Ali Ashgar Soltanieh, the chief Iranian delegate to the International Atomic Energy Agency, however, declined to clarify whether Iran would halt its enrichment program in return for such international guarantees, suggesting that it might have to continue at a diminished level in case the outside supply stops.

Iran has steadfastly rejected international pressure to give up enrichment, a potential source of both nuclear fuel and fissile warhead material. The U.S. says the enrichment program is designed to give Iran a nuclear bomb. Iran insists that the program is for peaceful nuclear power generation.

NETHERLANDS

Court extends jail for terror plotters

AMSTERDAM | An appeals court on Thursday increased the prison sentences of four Islamic radicals accused of plotting attacks on Dutch politicians, convicting them of the additional charge of membership in a terrorist organization.

The Hague appeals court re-convicted the four Dutch nationals of Moroccan descent for plotting attacks and said trial evidence showed they were part of a single group, as prosecutors had argued.

Judges cited their adherence to a single violent belief system, their training with firearms, and their coordinated efforts to find the addresses of Dutch politicians on a hit list, including the prime minister.

The court’s judges added a year to the sentence of ringleader Samir Azzouz, 22, giving him a total of nine years in prison. Azzouz had videotaped a suicide testament.

TANZANIA

20 children die in stampede

ARUSHA | A stampede at an overcrowded dance hall in central Tanzania killed 20 children and left 50 others injured as they celebrated an important Muslim festival, police said Thursday.

At least 400 children ages 5 to 13 were inside the hall in the town of Tabora when the stampede occurred, police said.
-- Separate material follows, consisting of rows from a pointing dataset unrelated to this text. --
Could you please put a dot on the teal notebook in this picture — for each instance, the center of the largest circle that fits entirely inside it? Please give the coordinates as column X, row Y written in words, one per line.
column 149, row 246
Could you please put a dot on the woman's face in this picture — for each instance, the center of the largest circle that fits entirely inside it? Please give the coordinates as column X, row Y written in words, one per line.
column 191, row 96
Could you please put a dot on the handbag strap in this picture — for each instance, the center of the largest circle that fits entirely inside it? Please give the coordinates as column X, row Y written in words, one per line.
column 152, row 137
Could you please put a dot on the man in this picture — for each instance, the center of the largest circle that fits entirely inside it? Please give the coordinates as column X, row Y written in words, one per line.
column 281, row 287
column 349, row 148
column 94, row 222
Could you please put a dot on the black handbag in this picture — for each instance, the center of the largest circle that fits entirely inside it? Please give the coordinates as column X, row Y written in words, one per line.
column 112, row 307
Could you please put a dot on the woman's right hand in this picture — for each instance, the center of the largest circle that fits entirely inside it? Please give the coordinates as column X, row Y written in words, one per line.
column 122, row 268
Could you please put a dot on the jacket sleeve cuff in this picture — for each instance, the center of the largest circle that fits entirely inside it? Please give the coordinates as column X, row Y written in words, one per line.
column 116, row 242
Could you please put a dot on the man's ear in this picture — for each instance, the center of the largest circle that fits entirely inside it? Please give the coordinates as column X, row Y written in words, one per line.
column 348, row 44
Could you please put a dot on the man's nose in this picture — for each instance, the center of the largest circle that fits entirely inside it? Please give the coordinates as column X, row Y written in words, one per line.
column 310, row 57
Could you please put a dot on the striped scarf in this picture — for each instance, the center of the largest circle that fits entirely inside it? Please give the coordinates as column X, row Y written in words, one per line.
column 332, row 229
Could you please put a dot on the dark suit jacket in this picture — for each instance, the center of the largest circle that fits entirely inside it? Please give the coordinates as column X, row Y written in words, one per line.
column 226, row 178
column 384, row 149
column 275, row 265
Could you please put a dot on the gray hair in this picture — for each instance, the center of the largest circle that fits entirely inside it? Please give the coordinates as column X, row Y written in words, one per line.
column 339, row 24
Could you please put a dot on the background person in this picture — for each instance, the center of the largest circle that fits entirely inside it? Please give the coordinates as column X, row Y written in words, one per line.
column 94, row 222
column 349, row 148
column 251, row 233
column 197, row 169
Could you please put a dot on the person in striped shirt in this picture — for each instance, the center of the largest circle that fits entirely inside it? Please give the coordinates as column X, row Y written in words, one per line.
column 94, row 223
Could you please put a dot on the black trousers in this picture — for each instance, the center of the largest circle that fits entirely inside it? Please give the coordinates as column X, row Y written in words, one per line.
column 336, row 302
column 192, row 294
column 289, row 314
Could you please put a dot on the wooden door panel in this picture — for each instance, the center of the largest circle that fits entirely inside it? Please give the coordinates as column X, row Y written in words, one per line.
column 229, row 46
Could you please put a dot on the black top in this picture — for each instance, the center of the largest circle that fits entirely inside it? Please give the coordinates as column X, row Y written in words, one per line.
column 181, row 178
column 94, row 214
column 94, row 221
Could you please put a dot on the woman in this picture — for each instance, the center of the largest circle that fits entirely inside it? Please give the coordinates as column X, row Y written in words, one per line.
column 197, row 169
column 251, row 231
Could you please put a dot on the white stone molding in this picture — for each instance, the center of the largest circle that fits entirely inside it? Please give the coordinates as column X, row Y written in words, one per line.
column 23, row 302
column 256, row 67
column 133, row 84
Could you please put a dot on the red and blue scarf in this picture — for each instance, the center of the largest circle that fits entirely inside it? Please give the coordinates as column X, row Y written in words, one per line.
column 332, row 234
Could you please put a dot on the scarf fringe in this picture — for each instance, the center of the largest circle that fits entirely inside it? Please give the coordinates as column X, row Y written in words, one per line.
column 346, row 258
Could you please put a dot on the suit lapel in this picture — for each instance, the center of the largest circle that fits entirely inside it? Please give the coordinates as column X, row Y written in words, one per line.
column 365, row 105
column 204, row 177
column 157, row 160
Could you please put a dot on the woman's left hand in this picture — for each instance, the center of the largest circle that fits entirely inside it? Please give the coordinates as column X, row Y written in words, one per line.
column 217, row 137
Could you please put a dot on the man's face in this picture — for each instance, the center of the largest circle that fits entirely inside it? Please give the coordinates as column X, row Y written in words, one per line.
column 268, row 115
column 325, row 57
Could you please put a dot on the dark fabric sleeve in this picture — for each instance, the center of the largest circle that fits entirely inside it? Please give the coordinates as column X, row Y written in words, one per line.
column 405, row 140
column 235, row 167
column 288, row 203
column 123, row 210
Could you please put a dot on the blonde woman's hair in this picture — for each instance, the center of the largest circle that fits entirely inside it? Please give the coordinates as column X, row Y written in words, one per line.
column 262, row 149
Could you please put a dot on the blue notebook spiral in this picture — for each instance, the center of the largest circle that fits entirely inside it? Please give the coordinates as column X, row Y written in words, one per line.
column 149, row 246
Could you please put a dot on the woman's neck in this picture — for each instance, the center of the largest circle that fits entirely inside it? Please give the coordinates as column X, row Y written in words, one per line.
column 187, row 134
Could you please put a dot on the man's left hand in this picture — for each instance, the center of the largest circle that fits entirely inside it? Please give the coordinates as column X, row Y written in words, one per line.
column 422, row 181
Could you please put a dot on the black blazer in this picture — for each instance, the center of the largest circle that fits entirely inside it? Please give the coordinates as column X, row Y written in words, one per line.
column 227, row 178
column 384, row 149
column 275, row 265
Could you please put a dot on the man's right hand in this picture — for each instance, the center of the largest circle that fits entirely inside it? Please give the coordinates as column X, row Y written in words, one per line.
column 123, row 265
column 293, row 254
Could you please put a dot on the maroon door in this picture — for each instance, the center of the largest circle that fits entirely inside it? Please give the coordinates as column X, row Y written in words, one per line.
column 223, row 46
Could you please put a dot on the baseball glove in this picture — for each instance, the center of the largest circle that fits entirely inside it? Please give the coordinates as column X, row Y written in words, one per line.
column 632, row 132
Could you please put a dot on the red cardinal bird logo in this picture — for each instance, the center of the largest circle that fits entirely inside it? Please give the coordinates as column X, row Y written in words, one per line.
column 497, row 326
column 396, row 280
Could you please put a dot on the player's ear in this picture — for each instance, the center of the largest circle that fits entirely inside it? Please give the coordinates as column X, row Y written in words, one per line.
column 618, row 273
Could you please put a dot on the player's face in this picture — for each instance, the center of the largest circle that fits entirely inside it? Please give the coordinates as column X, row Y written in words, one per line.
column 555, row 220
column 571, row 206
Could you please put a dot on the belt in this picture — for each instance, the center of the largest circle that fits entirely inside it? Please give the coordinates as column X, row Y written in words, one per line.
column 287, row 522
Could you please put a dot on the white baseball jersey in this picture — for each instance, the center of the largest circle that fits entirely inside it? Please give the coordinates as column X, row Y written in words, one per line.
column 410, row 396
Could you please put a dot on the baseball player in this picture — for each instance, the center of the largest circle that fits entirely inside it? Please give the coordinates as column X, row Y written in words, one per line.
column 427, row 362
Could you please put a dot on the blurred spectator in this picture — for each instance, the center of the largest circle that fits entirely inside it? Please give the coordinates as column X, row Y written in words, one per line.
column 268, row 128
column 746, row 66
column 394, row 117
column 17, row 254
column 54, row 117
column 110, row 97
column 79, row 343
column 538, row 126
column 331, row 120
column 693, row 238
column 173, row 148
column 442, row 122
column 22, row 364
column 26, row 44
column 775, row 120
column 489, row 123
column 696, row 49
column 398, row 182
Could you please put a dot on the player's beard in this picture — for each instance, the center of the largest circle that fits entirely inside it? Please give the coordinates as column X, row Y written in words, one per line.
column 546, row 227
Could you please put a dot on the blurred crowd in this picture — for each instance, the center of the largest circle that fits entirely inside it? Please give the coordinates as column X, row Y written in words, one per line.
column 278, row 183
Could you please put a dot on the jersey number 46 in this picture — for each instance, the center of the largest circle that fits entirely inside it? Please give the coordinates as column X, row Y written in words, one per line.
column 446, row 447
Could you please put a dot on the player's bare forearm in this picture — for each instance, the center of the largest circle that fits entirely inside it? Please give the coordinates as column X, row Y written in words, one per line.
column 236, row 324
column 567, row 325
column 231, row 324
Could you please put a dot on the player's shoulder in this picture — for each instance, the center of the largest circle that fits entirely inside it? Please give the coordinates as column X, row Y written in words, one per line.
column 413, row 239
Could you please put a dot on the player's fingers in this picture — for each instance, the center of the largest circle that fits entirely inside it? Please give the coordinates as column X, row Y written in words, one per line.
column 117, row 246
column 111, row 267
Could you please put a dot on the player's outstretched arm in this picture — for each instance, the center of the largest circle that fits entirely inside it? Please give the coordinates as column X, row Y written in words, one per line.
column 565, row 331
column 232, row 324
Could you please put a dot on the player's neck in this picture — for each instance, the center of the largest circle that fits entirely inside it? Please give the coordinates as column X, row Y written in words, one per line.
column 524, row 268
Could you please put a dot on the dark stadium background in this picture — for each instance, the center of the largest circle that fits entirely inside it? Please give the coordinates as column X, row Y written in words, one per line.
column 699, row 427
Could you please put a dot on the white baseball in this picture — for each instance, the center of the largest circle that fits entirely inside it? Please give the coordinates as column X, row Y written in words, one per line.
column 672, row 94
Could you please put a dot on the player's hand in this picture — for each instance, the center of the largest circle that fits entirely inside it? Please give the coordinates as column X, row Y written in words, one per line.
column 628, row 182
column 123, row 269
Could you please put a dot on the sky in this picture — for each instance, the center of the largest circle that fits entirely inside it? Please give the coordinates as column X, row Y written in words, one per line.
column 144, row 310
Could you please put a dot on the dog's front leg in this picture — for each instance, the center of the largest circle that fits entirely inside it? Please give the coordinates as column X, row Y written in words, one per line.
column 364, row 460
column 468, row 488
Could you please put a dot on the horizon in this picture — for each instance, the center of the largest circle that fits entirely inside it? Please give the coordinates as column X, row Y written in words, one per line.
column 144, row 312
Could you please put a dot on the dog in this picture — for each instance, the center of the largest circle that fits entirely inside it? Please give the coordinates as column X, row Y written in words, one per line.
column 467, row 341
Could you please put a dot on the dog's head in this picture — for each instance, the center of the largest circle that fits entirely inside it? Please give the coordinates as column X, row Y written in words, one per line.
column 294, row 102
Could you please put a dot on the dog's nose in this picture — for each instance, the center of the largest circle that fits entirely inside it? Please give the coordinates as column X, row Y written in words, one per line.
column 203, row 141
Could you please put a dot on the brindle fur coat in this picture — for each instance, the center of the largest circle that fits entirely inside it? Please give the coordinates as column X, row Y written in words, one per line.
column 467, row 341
They were dancing to English and Kiswahili songs for the Islamic Eid al-Fitr holiday.

Daytime children’s dances, called “Toto Discos,” were once banned in this East African nation but are still held occasionally, usually from noon to 6 p.m.

Wednesday’s dance was held to mark the end of the holy month of Ramadan in the prominently Muslim town, which is 460 miles northwest of Tanzania’s largest city, Dar es Salaam.

POLAND

Communist leader pleads not guilty

WARSAW | Poland’s last communist leader denied Thursday that he led an organized criminal group intent on depriving people of freedom when he imposed martial law in a 1981 crackdown on the pro-democracy Solidarity movement.

Gen. Wojciech Jaruzelski, 85, said the charges brought against him by the Institute of National Remembrance, a state body that investigates communist-era crimes, were unfounded.

It was the first time that Gen. Jaruzelski had the opportunity to speak at his trial, which opened Sept. 12.